Patients interested in learning more about tisagenlecleucel treatment at City of Hope can call 833-310-CART (2278) or visit View Source

About non-Hodgkin Lymphoma

Lymphoma is the most common form of blood cancer, with Hodgkin lymphoma and non-Hodgkin lymphoma (NHL), which accounts for 4 percent of all cancer diagnoses in the United States, being the two main forms. Sixty percent of all NHL cases in the United States are aggressive NHL, with the most common subtype being DLBCL.

Approximately 74,680 people, both children and adults, are expected to be diagnosed with NHL in 2018, according to the American Cancer Society.

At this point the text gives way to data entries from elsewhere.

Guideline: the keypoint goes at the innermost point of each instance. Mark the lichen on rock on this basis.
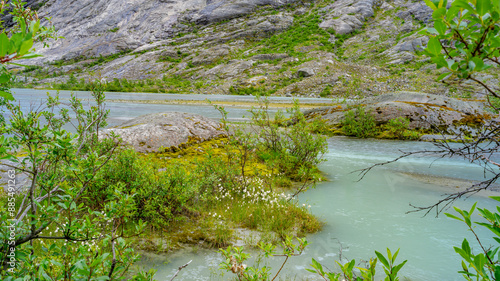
(158, 132)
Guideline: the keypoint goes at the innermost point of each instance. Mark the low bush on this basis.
(359, 123)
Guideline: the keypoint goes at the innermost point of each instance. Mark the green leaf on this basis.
(434, 46)
(6, 95)
(4, 45)
(471, 65)
(430, 4)
(452, 216)
(440, 27)
(25, 47)
(438, 14)
(497, 272)
(382, 259)
(483, 6)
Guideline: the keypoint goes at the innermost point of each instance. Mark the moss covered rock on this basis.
(158, 132)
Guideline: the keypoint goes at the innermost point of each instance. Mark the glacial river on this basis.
(360, 216)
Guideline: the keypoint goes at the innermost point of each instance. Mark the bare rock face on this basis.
(159, 131)
(220, 10)
(102, 27)
(346, 16)
(425, 111)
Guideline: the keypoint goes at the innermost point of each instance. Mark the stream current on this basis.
(360, 216)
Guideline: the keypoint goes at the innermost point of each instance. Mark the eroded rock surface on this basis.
(159, 131)
(425, 111)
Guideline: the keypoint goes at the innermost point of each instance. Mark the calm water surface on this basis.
(360, 216)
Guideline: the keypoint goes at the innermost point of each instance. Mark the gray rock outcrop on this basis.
(424, 111)
(159, 131)
(102, 27)
(346, 16)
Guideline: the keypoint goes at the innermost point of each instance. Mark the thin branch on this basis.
(180, 268)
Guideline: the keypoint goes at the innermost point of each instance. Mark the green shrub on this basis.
(398, 128)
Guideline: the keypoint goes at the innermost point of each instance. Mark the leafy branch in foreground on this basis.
(465, 38)
(348, 269)
(17, 43)
(236, 258)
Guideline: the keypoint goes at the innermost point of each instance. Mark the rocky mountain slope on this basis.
(343, 48)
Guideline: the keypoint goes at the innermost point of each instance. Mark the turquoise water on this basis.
(360, 216)
(368, 215)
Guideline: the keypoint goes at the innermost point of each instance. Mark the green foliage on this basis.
(348, 269)
(305, 31)
(359, 123)
(465, 38)
(398, 129)
(87, 242)
(484, 265)
(294, 150)
(236, 258)
(17, 43)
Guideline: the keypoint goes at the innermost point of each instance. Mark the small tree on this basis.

NHL includes multiple different subtypes, all originating in the lymphatic system, and occurs when either B or T cell lymphocytes, a type of white blood cell, become abnormal, causing such painful symptoms as enlarged lymph nodes, fever and fatigue. Refractory, or treatment-resistant, aggressive NHL grow quickly over time. Historically, patients have had about a 50 percent chance of surviving six months. Patients who are ineligible for or relapse after autologous stem cell transplant are eligible to receive tisagenlecleucel.